What is a recession (RECESSION)?
Whether you’re a trader or not, you probably have the impression that “recession“-related stories will be brought up again “after a while” in the media, and sometimes even later. report. And this sense of time seems to have a certain frequency, in fact, it is indeed cyclical. If we divide the economic cycle into two phases, growth is followed by recession, and recession followed by growth. It seems a bit like the waves of the sea, we can see a rising tide (economic growth) and a low tide (economic recession). Macroeconomics generally defines a recession as a decline in a country’s GDP growth for 2 or more consecutive quarters in a year. The National Bureau of Economic Research defines it as a decline in economic activity in most sectors of the economy for several consecutive months.
Cause of recession
Both the waves of the sea and the hypothetical economic cycle of two stages have their own causes of motion. From the Keynesian perspective, the main cause of recession is only two words: supply and demand. When demand growth in the business community saturates (peaks) and begins to slow, business activity (supply) also decreases.

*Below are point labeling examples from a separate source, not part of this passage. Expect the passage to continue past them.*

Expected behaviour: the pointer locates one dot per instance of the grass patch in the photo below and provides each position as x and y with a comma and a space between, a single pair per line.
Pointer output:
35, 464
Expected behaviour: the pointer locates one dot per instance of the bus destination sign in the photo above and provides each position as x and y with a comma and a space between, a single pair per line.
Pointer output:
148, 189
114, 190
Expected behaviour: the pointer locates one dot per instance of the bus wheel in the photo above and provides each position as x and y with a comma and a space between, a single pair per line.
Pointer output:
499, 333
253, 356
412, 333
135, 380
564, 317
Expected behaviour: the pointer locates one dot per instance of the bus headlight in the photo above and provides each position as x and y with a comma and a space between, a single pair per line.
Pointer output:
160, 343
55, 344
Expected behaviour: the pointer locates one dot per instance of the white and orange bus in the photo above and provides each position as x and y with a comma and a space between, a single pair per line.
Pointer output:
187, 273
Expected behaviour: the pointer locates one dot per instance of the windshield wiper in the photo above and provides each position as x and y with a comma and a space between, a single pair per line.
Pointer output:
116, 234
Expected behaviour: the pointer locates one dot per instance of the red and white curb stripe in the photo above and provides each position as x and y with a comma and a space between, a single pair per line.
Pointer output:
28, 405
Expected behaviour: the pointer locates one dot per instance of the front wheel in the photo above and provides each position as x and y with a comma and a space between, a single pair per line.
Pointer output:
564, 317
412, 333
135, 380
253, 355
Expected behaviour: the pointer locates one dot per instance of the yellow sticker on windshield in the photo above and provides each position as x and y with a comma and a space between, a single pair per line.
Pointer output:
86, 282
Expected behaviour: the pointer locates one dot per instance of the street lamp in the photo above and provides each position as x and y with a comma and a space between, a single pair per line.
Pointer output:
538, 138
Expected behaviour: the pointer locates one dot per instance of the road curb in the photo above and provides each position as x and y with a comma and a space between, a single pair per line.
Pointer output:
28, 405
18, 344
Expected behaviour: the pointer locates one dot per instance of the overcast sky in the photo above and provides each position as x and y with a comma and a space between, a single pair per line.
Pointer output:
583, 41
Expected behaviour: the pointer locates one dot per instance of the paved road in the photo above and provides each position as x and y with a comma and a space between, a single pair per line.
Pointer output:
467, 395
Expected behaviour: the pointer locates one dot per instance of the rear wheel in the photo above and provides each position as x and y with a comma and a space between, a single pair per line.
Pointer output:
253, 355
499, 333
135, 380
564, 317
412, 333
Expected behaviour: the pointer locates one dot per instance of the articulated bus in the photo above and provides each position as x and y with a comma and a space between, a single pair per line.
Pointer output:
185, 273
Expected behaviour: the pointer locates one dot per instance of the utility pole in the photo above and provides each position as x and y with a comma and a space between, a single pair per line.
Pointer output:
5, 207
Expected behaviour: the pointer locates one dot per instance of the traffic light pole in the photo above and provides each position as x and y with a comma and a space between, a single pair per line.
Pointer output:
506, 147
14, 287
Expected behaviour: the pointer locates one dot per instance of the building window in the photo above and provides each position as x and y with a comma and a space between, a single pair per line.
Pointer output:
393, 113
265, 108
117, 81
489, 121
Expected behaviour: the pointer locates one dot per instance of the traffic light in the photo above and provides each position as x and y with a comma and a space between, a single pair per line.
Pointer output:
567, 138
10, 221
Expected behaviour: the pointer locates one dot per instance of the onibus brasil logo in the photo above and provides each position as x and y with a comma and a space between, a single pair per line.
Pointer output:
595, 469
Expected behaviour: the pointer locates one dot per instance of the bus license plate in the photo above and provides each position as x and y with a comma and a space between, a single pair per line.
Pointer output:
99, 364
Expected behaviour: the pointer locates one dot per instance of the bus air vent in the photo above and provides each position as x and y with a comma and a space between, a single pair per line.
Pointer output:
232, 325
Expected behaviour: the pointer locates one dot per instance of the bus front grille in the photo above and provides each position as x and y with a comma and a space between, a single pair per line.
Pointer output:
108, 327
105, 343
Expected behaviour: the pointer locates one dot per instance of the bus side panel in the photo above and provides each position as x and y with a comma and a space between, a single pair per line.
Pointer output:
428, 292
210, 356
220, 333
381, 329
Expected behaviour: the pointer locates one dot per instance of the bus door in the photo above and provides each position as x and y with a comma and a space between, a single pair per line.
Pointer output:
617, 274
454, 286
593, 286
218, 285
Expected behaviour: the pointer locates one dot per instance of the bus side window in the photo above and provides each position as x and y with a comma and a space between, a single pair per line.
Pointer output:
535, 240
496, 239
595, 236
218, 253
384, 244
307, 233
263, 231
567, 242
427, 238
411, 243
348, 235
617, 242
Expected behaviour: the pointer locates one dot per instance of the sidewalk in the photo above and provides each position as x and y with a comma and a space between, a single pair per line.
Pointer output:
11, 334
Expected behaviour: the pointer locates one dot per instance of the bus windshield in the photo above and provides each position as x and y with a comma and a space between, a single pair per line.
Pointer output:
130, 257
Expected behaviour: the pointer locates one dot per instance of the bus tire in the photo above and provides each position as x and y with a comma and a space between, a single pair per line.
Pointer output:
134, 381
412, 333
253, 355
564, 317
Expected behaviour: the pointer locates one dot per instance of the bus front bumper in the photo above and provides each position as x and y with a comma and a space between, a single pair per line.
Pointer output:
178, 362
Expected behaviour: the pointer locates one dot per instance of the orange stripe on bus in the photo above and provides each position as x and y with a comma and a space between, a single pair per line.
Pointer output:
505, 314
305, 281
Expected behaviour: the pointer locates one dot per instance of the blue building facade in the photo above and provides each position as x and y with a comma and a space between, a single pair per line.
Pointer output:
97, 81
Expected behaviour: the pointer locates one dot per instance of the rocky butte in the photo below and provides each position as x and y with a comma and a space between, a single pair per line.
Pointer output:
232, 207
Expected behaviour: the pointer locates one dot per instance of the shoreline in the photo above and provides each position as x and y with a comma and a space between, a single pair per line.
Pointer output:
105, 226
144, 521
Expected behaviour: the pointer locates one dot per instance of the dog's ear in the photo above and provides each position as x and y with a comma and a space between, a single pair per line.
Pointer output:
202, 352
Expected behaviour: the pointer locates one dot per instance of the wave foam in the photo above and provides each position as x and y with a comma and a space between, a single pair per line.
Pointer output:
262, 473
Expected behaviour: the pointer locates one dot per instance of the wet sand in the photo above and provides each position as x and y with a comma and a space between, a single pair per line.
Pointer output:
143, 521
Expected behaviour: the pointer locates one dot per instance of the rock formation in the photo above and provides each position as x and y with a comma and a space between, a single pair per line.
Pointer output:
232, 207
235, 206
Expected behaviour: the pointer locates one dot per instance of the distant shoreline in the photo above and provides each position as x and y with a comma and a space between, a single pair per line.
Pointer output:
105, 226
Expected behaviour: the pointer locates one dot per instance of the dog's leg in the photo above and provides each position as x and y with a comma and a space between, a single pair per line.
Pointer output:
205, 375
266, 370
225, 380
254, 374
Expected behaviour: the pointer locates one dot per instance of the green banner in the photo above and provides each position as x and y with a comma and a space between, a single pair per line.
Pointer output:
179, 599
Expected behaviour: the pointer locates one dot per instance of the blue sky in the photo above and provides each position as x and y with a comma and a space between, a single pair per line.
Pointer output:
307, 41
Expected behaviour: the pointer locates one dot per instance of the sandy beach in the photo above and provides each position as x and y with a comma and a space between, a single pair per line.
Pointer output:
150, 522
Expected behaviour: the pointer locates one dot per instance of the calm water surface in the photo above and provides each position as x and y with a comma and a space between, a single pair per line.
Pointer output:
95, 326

The impact of the recession
Generally speaking, a recession can lead to a decline in business vitality, leading to a decline in several economic indicators, such as corporate earnings, business orders, investment, and employment. This could be accompanied by rising unemployment, lower consumer spending, and falling prices and wages. And because of reduced demand and consumer spending, these phenomena could further deepen the recession and even lead to a depression or economic crisis. At that time, traditional safe-haven assets will be favored by investors, such as the dollar, the yen or gold.
How to deal with a recession
Different from the context of the English-speaking world, the Chinese like to say the word “crisis”, which seems to have a certain philosophy, that is, danger is also an opportunity. It is quite passive to expect a fable like Sai Weng to lose his horse. We also often say that opportunities are reserved for those who are prepared. Therefore, traders who want to hunt their long-awaited targets during the economic downturn must first have enough bullets in their shotguns. Therefore, regular savings, expense saving plans, and personal unemployment benefits should all be taken into account to ease the burden of living costs and make good trades in better shape!
The author knows that many traders like to trade heavily to get richer returns. However, as a retail investor, even well-known international investment institutions will sometimes stumble. Failure to do a good job in risk management may lead to the possibility of losses exceeding the principal. Worst-case scenario is that you don’t have any more money to invest when it’s a good time to wait for the target to drop above your psychological expectations. Therefore, the author believes that no matter what stage of the economic cycle, traders should learn to manage their own risk reporting, and have sufficient funds in hand to play the “number game” of buying low and selling high like well-known financial tycoons.